Ghettoisation refers to a particular community seeking safety in numbers by moving from a mixed locality to areas dominated by the community.
According to a study conducted by social science researchers Suchitra Sheth and Nina Haeem, ghettoisation is now prevalent now in most parts of Gujarat. It is particularly marked in Ahmedabad, Godhra, Vadodara, Surat and several other communally sensitive districts.
This region, says the study, has a history of trouble between Hindus and Muslims since the time of Mughal Emperor Aurangzeb in the 17th century.
"Many a time, the factors that have triggered communal tension between the two communities have been trivial. Sometimes, over exuberance during Holi and provocation during religious processions have triggered communal riots," said political analyst and noted author Achyut Yagnik.
In modern times, even cricket matches between India and Pakistan had the propensity to trigger such incidents, say researchers Sheth and Haeem.
The duo recently presented a paper on 'Sovereignty, Citizenship and Gender' in Gujarat at the Indian Association of Women's Studies Conference. 'Till the 1960s, riots hardly left any deep scar and the two communities would soon reunite and resume business and social interaction,' it said.
However, the 1969 riots (the first major communal riot in Gujarat after Independence) marked a turning point in Hindu-Muslim relations in Gujarat.

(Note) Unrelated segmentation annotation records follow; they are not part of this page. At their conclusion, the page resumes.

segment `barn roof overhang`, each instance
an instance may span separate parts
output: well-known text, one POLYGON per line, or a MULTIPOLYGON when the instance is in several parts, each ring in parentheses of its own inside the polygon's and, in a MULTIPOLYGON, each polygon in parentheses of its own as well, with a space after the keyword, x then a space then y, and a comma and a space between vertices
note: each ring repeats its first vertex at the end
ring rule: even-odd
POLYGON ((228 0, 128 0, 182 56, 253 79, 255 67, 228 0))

A process of ghettoisation set in after these riots and many Muslims moved from mixed neighbourhoods in the Walled City to minority-dominated areas in the industrial suburbs and areas on the southern periphery of Ahmedabad, the study said.
The ghettoisation gathered momentum after the communal riots of 1990. After the 2002 Godhra riots, it was practically complete. Until 2002, ghettoisation was residential in nature; after the Godhra riots, even commercial establishments shifted base from some parts of Ahmedabad.
The eastern areas of Ahmedabad comprising Jamalpur, Raikhad, Kalupur, Shahpur and Mirzapur are located in the Muslim-dominated Walled City. The Hindus have moved to the new areas on the western side of the Sabarmati river, such as Naranpura, Maninagar, Law Garden, Wadaj and Navrangpura.
One of the largest Muslim ghettos is Juhapura, where the population of Muslims is more than 200,000.
Yagnik claimed the relations between the two communities started deteriorating especially after the gradual closure of textile mills rendered thousands jobless.
"Once, Ahmedabad was known as the Manchester of the East because of the large number of textile mills. These mills were a source of livelihood for a large number of workers. The closure of the mills triggered a rivalry between the communities," Yagnik said.
However, BJP leader L K Advani's Rath Yatra from Somnath reportedly polarised the two communities on the basis of religion. The communal divide widened and segregation was not confined only to places of worship but extended to neighbourhoods, schools and workplaces, he said.